The Industrial Economics and Knowledge Center (IEK) yesterday forecast the production value of Taiwan’s manufacturing sector would contract by 1.74 percent this year, compared with a 0.86 percent annual growth estimated last month.
The latest forecast was the institute’s third downward revision in eight months. Last year, manufacturing output grew 3.97 percent following an annual decline of 0.9 percent in 2013.
“Weak international economies and the increasing localization of supply chains in China have severely affected Taiwan’s export performance,” IEK senior researcher Peter Chen (陳志強) told a forum on global economic outlook in Taipei.
The latest forecast was also released two months ahead of the IEK’s scheduled release date in October, Chen said.
“The reason we released the forecast ahead of schedule is because domestic and international economics have faced drastic changes over the past month,” Chen said, citing the Greek debt crisis and China’s volatile stock markets.
“We will not rule out the possibility of cutting our forecast further, if seasonal demand in the fourth quarter does not actualize,” he said.
Falling exports to China and ASEAN and declining prices of global crude and raw materials are expected to impact on Taiwanese manufacturers’ production value this year, which might reach NT$18.66 trillion (US$569.42 billion) down from an Industrial Research Technology Institute estimate of NT$19.15 trillion two months ago, the IEK said.
In the report, the IEK trimmed the output forecasts for information technology hardware, chemical products and products of basic metal and machinery.
The information and technology segment, which is the biggest contributor to the overall manufacturing sector, is expected to grow at an annual rate of 3 percent annual to NT$6.21 trillion this year, rather than 4.8 percent estimated earlier, the report said.
Given that the production output of semiconductors was affected by the softer-than-expected demand for handheld devices this year, the IEK cut the output forecast from 4.38 percent growth to 3.1 percent for this year, the report said.
The IEK forecast the output of basic metal and machinery products to decline 3 percent to NT$5.25 trillion from last year, rather than a growth of 1.5 percent it previously estimated, mainly due to falling average sales prices, excess supply from China and a decline in machinery goods exports, the report said.
Production value of chemical products is also expected to drop 7.6 percent from a year ago as average selling prices of products are continually affected by a decline in global oil prices, Chen said.
He said global crude oil prices have fallen to below the institute’s estimate of between US$55 and US$60 per barrel recently.
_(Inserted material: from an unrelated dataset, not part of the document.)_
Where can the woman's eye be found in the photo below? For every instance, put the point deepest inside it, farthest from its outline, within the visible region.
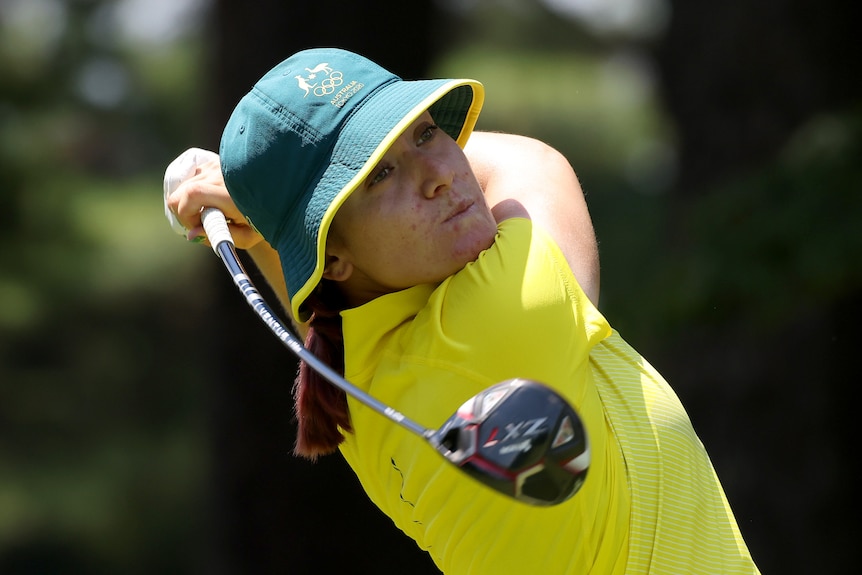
(427, 133)
(380, 175)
West Texas Intermediate crude climbed 4.5 percent to US$40.32 per barrel at 10:51am in London trading, according to Bloomberg’s figures.
The IEK said that although prices of chemical products fell heavily this year, production volume did not contract from a year ago, which is a positive sign, as the institute expects price declines in chemical products to slow next quarter.
As the manufacturing sector — one of the major pillars of the nation’s GDP — is losing steam, Taiwan’s economic growth is in a dire situation, Chen said.
“Now we are waiting to see if Taiwan can grow its economy by one percent [annually] this year,” Chen said.